That’s the recomendation from Holden at GiveWell, after a long look at microlending debate between Mark Pitt and critics David Roodman and Jonathan Morduch.
Holden gives excellent advice. An excerpt:
Never put too much weight on a single study. If nothing else, the issue of publication bias makes this an important guideline…
Strive to understand the details of a study before counting it as evidence. Many “headline claims” in studies rely on heavy doses of assumption and extrapolation…
If a study’s assumptions, extrapolations and calculations are too complex to be easily understood, this is a strike against the study. Complexity leaves more room for errors and judgment calls, and means it’s less likely that meaningful critiques have had the chance to emerge…
If a study does not disclose the full details of its data and calculations, this is another strike against it – and this phenomenon is more common than one might think…
Context is key. We often see charities or their supporters citing a single study as “proof” of a strong statement (about, for example, the effectiveness of a program).
I could not have said it better. The post is worth reading in full.
Publication and confirmation bias are horrifically rampant. And data are seldom available. I am struggling to obtain 4-year old data for a replication myself, at the moment.
Two changes I would consider:
1. Journals should require submission of replication data and code files with final paper submissions, for posting on the journal site. (The Journal of Conflict Resolution is one of the few major political science or economics journals I know that does so faithfully.)
2. PhD field and method courses ought to encourage replication projects as term assignments. (Along with encouragements to diplomacy–something new scholars are slow to learn, to their detriment.)
Other suggestions for the profession?
8 Responses
I really like suggestion 2. The only thing I would add is that such replications should be posted to a journal or database of replications so that outsiders have some sense of whether a given paper has has their analysis replicated or not.

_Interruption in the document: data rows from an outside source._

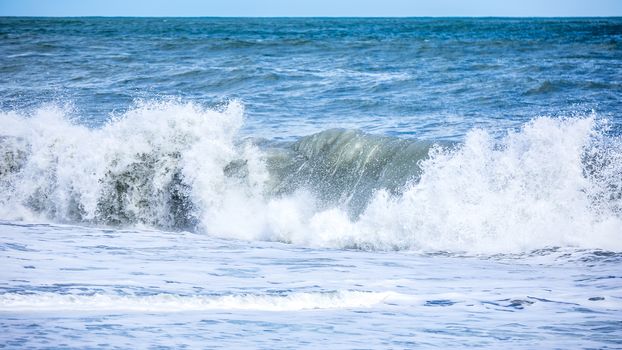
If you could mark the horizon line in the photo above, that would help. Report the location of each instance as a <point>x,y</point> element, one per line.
<point>294,17</point>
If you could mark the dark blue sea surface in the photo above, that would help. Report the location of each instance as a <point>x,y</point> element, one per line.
<point>291,183</point>
<point>426,77</point>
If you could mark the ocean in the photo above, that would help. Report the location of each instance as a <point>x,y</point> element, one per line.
<point>279,183</point>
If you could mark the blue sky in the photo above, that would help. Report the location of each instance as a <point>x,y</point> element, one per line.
<point>296,8</point>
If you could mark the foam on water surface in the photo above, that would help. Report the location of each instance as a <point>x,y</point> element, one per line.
<point>173,165</point>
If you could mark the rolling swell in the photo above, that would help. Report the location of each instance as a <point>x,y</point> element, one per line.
<point>179,166</point>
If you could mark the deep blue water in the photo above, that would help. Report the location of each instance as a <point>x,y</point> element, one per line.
<point>319,182</point>
<point>297,76</point>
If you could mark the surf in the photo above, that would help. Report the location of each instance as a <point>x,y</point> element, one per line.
<point>174,165</point>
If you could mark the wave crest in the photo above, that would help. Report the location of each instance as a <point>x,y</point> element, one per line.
<point>555,182</point>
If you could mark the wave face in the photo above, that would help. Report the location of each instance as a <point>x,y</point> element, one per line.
<point>179,166</point>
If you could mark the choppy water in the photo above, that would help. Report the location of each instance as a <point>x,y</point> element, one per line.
<point>289,183</point>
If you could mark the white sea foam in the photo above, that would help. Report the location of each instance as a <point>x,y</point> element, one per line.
<point>45,302</point>
<point>164,164</point>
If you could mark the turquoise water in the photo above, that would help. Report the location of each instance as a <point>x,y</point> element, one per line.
<point>294,183</point>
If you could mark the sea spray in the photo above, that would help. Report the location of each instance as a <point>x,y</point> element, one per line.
<point>174,165</point>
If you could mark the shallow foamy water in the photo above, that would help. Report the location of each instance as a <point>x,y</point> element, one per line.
<point>86,287</point>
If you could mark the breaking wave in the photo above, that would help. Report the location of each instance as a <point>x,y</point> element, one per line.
<point>180,166</point>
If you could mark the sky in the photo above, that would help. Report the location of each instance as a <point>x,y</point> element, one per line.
<point>306,8</point>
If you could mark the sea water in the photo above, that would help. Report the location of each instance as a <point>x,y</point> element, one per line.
<point>295,183</point>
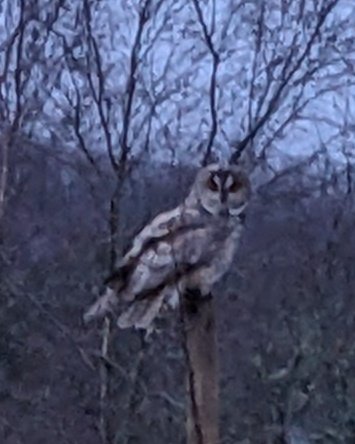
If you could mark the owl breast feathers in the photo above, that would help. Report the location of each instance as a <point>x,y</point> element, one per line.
<point>190,247</point>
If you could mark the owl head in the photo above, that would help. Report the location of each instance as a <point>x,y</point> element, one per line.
<point>223,191</point>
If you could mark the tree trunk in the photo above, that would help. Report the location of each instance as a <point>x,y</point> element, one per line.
<point>200,346</point>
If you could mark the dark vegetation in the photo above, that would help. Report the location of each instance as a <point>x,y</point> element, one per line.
<point>285,316</point>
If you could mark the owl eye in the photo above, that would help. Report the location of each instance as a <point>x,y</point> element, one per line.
<point>236,186</point>
<point>211,184</point>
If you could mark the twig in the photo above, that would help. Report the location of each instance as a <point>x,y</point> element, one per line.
<point>213,82</point>
<point>104,381</point>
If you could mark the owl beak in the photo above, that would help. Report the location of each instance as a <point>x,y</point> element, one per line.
<point>224,212</point>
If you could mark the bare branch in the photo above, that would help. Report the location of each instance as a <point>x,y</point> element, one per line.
<point>213,83</point>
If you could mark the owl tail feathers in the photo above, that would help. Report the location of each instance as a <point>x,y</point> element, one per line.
<point>102,306</point>
<point>141,314</point>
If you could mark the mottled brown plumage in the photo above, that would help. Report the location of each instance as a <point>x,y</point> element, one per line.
<point>190,247</point>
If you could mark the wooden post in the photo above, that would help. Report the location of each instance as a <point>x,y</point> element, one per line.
<point>200,346</point>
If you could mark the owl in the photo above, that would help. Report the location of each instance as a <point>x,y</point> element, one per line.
<point>188,248</point>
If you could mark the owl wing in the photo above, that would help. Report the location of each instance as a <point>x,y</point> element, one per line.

One of the most useful papers I read in grad school was Gary King’s “Publication, Publication”:
http://gking.harvard.edu/files/abs/paperspub-abs.shtml
It is a how-to guide on writing a publishable paper, starting with replicating the findings of an existing article.
I have been trying myself to get access to data of a published paper (from a journal whose author instructions include: “Authors whose manuscripts are accepted for publication are required to make all information in datasets used in the article freely available to researchers, on request.”), with absolute silence from the author. I wish there were some incentive to get the author to reply… lack of response makes me even more skeptical of the findings.
Many program evaluations use administrative data that can’t be released for replication even when anonymized because the data-sharing agreements don’t authorize the researchers to release it.
“On the other hand, we’re economists and we need incentives.”
The problem exists in medical sciences as well, for the same reason—no reward for publishing replications.
I just finished the 2nd year of the Penn State Economics PHD program. This last semester we had to do a big empirical methods project. One option was to replicate an existing empirical study. A number of my classmates did this, and almost everyone got the same results as in the original studies.
The last thing a profession like economics, which exists to support existing power structures no matter what, wants to do is Actual Science.
Sunlight is the best desinfectant, so just getting economists to replicate others’ work would go a long way.
I believe it’s AER policy to ask for code and data, and some researchers, to their great credit, are making all their stuff available on their website (Nathan Nunn is one example).
On the other hand, we’re economists and we need incentives. I think right now only the Journal of Applied Econometrics is publishing ‘narrow’ replications; giving more outlets (and more credit) for replication would go a long way.
Also see this article by Hamermesh on replication in economics: https://webspace.utexas.edu/hamermes/www/CJE82007.pdf
Another suggestion I can think of is the addition of some kind of data dredging test, in order to avoid false positives on the data.